Kinship. In the early Korean, Chinese, and Filipino Communities, which were composed almost entirely of men, ties to families and wider kin networks were maintained through return visits, correspondence, and the remittance of a percentage of the man's earnings. In the communities that formed in this country, the absence of East Asian women and antimiscegenation laws made marriage and the formation of families and kin groups difficult. Some community cohesion was created through fictive kin groups modeled on clan and extended family structures in the homeland. Chinese men formed fictive clans with recruitment and membership based on immigration from the same village or province or possession of the same surname.
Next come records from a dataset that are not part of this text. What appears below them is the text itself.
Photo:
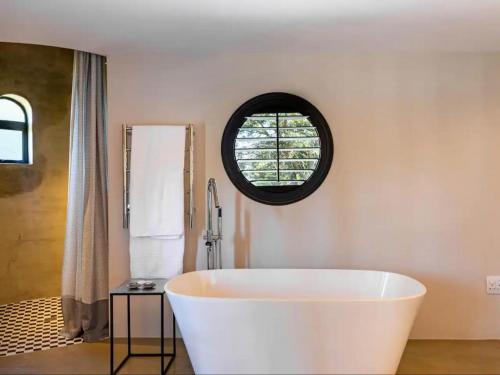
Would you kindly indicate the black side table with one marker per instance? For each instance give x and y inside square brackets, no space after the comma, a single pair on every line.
[123,290]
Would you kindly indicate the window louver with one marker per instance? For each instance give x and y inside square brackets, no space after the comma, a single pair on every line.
[277,149]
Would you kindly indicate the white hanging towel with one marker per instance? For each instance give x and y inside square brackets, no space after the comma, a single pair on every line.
[157,201]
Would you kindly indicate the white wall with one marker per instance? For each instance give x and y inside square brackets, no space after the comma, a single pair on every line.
[415,182]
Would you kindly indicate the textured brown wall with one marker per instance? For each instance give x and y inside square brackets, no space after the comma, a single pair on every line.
[33,197]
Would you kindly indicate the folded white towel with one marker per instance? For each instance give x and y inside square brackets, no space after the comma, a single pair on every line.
[157,201]
[156,258]
[157,181]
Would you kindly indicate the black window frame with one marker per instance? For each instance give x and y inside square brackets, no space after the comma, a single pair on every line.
[277,102]
[19,126]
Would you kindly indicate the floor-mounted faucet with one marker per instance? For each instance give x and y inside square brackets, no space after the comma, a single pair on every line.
[213,239]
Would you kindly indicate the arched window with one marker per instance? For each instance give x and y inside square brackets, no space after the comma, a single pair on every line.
[15,130]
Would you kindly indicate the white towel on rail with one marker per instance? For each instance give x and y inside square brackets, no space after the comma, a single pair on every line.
[157,201]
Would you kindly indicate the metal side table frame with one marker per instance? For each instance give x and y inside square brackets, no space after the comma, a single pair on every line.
[158,290]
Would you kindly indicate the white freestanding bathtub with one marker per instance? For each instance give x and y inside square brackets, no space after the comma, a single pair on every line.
[263,321]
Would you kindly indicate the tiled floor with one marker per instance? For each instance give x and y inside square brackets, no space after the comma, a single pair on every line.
[33,325]
[420,357]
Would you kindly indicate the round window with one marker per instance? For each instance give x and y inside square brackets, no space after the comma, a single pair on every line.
[277,148]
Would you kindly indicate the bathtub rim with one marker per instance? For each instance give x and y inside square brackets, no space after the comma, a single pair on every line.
[168,291]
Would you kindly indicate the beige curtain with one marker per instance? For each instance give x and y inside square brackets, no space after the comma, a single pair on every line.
[85,268]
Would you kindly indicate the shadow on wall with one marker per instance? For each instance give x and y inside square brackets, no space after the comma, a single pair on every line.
[242,235]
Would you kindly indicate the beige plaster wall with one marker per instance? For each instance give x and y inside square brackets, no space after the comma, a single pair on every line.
[414,187]
[33,197]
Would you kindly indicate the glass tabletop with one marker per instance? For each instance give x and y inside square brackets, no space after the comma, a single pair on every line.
[124,290]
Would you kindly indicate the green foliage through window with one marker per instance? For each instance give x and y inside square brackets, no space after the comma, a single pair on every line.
[277,149]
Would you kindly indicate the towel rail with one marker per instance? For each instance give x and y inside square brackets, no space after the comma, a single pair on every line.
[188,173]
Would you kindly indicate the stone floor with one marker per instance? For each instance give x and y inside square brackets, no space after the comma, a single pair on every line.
[420,357]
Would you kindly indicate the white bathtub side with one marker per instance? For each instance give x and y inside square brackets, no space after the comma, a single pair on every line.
[229,335]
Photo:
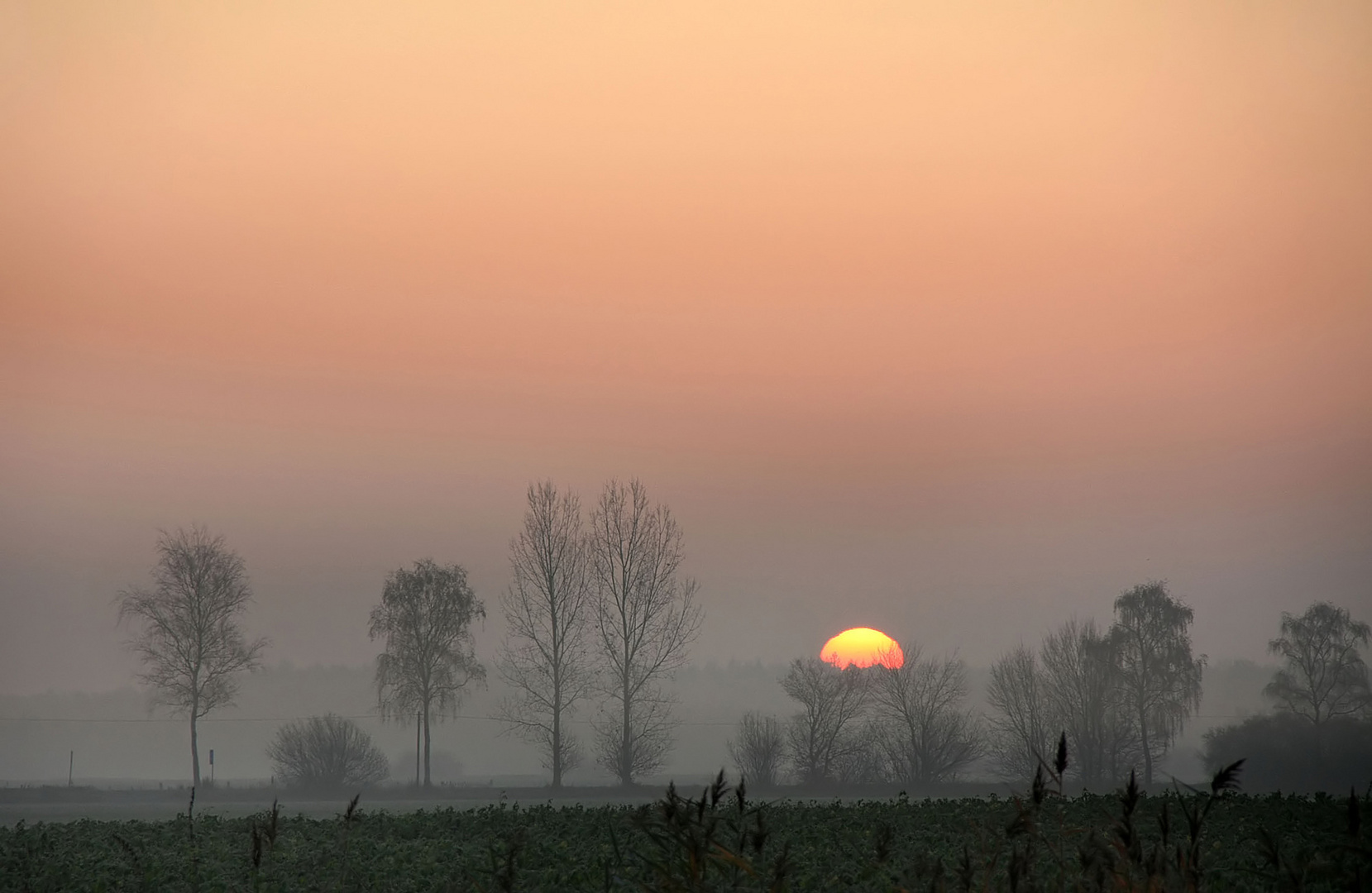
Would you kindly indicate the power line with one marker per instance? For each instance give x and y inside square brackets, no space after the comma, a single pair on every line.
[283,719]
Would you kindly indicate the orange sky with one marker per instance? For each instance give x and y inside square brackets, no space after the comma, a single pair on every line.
[995,310]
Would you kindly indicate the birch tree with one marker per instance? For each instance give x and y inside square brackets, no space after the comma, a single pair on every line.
[187,627]
[1159,676]
[547,609]
[645,619]
[426,620]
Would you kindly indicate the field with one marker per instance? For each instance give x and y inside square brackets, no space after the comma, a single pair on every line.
[716,840]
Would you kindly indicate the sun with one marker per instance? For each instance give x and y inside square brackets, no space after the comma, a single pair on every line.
[862,647]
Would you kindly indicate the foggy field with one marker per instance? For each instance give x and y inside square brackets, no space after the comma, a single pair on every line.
[512,410]
[60,804]
[712,843]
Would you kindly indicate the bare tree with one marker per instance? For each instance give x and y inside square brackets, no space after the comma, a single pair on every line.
[645,619]
[1024,726]
[758,749]
[326,752]
[1324,674]
[549,611]
[189,634]
[826,730]
[1084,690]
[928,734]
[426,618]
[1159,678]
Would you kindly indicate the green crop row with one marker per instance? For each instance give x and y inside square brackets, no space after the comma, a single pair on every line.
[722,841]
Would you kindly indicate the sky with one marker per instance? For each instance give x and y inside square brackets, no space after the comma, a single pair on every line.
[949,320]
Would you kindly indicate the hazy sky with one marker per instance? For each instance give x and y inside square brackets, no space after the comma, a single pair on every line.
[945,318]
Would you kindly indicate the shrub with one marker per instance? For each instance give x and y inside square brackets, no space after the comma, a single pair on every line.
[326,752]
[758,749]
[1287,752]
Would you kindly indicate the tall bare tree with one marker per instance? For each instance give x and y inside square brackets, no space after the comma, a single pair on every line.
[189,634]
[1159,676]
[758,749]
[1024,724]
[426,619]
[1084,690]
[645,619]
[1324,674]
[547,608]
[928,733]
[826,732]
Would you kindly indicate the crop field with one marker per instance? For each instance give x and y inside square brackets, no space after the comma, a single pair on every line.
[719,840]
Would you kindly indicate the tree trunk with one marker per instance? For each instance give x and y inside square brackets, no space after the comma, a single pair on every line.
[195,749]
[1147,751]
[557,743]
[427,782]
[626,763]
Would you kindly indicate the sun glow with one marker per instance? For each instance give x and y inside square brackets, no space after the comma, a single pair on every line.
[862,647]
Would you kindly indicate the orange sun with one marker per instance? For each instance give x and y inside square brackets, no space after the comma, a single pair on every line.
[862,647]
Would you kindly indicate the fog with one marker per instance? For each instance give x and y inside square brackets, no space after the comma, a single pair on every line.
[951,324]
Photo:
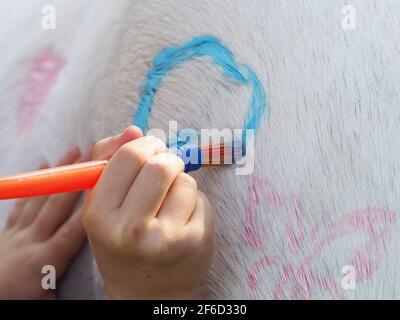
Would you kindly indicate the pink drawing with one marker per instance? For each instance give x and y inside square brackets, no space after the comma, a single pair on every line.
[298,278]
[37,86]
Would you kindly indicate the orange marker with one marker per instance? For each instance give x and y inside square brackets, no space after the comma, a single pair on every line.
[84,176]
[75,177]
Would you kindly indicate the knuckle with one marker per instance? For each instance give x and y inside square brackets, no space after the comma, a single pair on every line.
[99,148]
[129,152]
[162,166]
[157,142]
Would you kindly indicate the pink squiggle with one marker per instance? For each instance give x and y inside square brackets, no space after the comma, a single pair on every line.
[297,281]
[37,86]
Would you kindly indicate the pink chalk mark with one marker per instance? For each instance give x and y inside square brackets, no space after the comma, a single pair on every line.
[297,281]
[37,86]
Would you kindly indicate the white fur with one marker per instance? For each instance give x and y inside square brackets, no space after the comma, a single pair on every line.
[331,139]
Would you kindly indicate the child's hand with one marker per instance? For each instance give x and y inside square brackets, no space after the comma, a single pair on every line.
[40,231]
[150,229]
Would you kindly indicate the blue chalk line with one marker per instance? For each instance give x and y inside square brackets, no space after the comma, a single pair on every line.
[204,46]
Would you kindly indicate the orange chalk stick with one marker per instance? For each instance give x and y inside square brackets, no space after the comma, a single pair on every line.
[76,177]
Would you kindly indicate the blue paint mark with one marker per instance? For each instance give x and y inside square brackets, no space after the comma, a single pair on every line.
[204,46]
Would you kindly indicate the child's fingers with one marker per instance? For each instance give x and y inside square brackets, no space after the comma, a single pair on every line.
[200,222]
[122,170]
[67,241]
[180,200]
[25,210]
[16,213]
[105,148]
[148,191]
[30,211]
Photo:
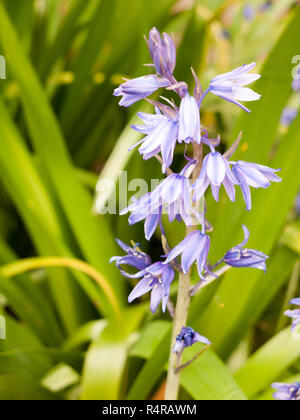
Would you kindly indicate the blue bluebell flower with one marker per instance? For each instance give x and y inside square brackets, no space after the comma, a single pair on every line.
[161,136]
[266,5]
[134,258]
[288,115]
[157,279]
[249,12]
[231,86]
[287,392]
[193,248]
[215,172]
[249,174]
[295,314]
[171,196]
[163,53]
[136,89]
[243,257]
[296,83]
[187,338]
[189,121]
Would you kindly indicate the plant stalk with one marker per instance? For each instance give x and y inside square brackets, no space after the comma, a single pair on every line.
[182,305]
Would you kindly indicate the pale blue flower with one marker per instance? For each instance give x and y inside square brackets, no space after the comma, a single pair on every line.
[161,136]
[249,174]
[244,257]
[287,392]
[171,196]
[295,314]
[194,248]
[189,121]
[187,338]
[231,86]
[215,172]
[157,279]
[140,88]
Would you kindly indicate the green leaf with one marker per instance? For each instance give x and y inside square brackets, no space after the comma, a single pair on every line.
[269,363]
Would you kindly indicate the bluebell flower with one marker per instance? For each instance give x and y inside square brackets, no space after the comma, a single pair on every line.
[231,86]
[295,314]
[134,258]
[157,279]
[215,172]
[171,196]
[194,248]
[288,115]
[163,53]
[243,257]
[187,338]
[136,89]
[249,12]
[189,121]
[297,205]
[296,83]
[249,174]
[161,136]
[287,392]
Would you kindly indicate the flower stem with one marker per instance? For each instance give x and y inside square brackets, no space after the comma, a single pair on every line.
[182,305]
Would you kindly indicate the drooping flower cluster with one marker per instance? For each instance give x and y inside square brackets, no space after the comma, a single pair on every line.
[287,392]
[182,195]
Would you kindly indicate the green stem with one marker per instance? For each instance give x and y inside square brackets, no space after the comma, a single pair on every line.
[182,305]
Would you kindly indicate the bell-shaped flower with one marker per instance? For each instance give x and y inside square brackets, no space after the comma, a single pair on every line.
[134,258]
[161,137]
[157,279]
[287,392]
[231,86]
[244,257]
[163,53]
[295,314]
[189,121]
[187,338]
[215,172]
[136,89]
[171,196]
[249,174]
[194,248]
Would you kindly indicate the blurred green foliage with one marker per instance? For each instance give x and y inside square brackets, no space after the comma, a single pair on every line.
[70,332]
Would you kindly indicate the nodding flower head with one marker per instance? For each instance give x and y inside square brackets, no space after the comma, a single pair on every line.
[194,248]
[215,172]
[249,174]
[187,338]
[171,196]
[288,115]
[135,257]
[189,121]
[243,257]
[136,89]
[161,136]
[295,314]
[231,86]
[157,279]
[163,52]
[287,392]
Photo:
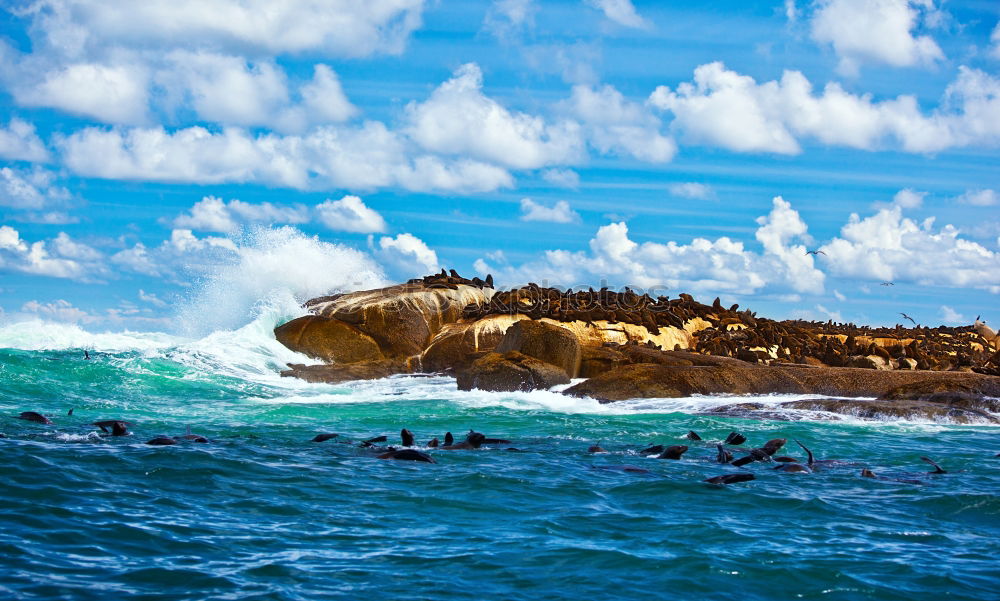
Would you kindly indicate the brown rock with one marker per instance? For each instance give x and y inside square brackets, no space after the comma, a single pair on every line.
[333,374]
[327,339]
[546,342]
[509,372]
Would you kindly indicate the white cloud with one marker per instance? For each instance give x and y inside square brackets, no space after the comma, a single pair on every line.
[564,178]
[459,119]
[560,212]
[724,108]
[952,317]
[60,310]
[616,125]
[980,198]
[888,247]
[213,214]
[719,266]
[692,190]
[19,142]
[621,12]
[878,31]
[408,253]
[353,157]
[30,189]
[325,27]
[350,214]
[60,258]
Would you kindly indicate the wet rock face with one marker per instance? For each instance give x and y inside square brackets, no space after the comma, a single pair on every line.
[510,372]
[401,319]
[329,340]
[549,343]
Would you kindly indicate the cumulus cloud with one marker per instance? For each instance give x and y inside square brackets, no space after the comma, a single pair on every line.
[979,198]
[720,266]
[692,190]
[727,109]
[560,212]
[614,124]
[621,12]
[350,214]
[877,31]
[354,157]
[213,214]
[62,257]
[408,254]
[889,247]
[19,142]
[459,119]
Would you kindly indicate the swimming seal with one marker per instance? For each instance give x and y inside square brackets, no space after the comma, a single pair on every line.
[161,441]
[32,416]
[937,468]
[408,455]
[673,452]
[724,456]
[735,438]
[407,437]
[755,455]
[473,441]
[118,427]
[731,478]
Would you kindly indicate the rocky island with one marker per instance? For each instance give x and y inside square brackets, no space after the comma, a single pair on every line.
[627,345]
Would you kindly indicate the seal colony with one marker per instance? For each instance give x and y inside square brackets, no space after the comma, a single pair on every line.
[629,345]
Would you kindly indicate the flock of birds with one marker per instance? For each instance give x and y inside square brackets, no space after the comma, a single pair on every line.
[408,450]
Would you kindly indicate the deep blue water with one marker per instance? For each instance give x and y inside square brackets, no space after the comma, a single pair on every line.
[263,513]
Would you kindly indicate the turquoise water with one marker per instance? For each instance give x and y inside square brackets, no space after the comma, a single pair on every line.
[263,513]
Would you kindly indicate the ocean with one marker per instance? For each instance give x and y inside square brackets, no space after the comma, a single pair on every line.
[261,512]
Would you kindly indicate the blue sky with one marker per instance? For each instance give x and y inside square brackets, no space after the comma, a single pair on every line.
[147,149]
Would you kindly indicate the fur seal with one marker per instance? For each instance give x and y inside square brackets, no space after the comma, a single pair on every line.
[473,441]
[673,452]
[731,478]
[755,455]
[735,438]
[937,468]
[162,441]
[724,456]
[407,455]
[33,416]
[118,427]
[407,437]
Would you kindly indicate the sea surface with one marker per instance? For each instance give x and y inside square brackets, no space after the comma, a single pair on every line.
[260,512]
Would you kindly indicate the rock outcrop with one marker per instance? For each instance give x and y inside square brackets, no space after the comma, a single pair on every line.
[509,372]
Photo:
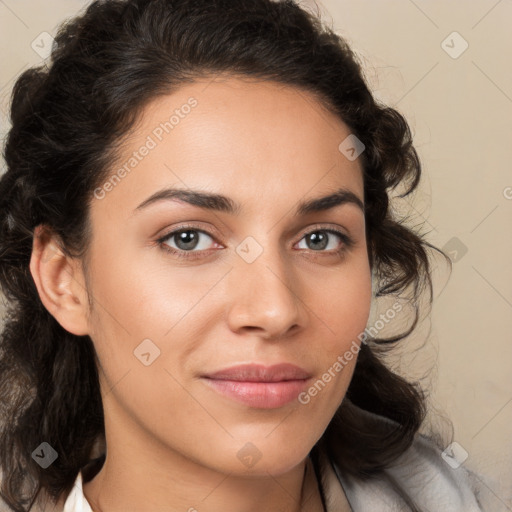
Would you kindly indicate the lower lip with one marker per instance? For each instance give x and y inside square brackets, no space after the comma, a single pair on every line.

When Chinese families began to form later in the early twentieth century with the arrival of Chinese women, these clan associations became less Important. Filipinos organized compang, fictive extended families composed of men who immigrated from the same village, with the oldest man usually heading the family. As more Filipino women immigrated to the United States, Filipino-American families became more common (though before World War II Filipino-American men still outnumbered women by nearly three to one), and the compadrazgo (godparent) system was transferred to the United States with each Individual then enmeshed in a network of actual and fictive kin.
The situation for Japanese-Americans was different, as beginning in 1910 stable families began to form and Japanese urban and rural communities also become relatively stable. Although the second-generation Japanese-Americans, the nisei, were being acculturated into American society, the first-generation-based family (issei) was still strong enough to maintain traditional beliefs regarding appropriate behavior between superiors and inferiors as well as filial duties.
Marriage and Family. The most noteworthy trend in East Asian-American marriages is the shift from ethnic endogamous to ethnic exogamous marriage. In all groups since the 1950s there has been a large increase in the number of Marriages to non-ethnic group members, and especially to Whites. Contemporary East Asian-American families are generally small nuclear families. Korean-American and Filipino-American households are somewhat larger because of the larger number of children in the former and the presence of non-nuclear family members in the latter. East Asian-American families are notably stable, with over 84 percent of children in all four groups living with both of their parents. Nonetheless, there are concerns in the Chinese-American community about juvenile delinquency and in the Korean-American about what is considered a high divorce rate. There is a major difference in household composition between those already settled in the United States and recent Immigrants. Households among the latter frequently contain additional relatives beyond the nuclear family or friends, as these households are often part of the chain migration process through which relatives immigrate to the United States.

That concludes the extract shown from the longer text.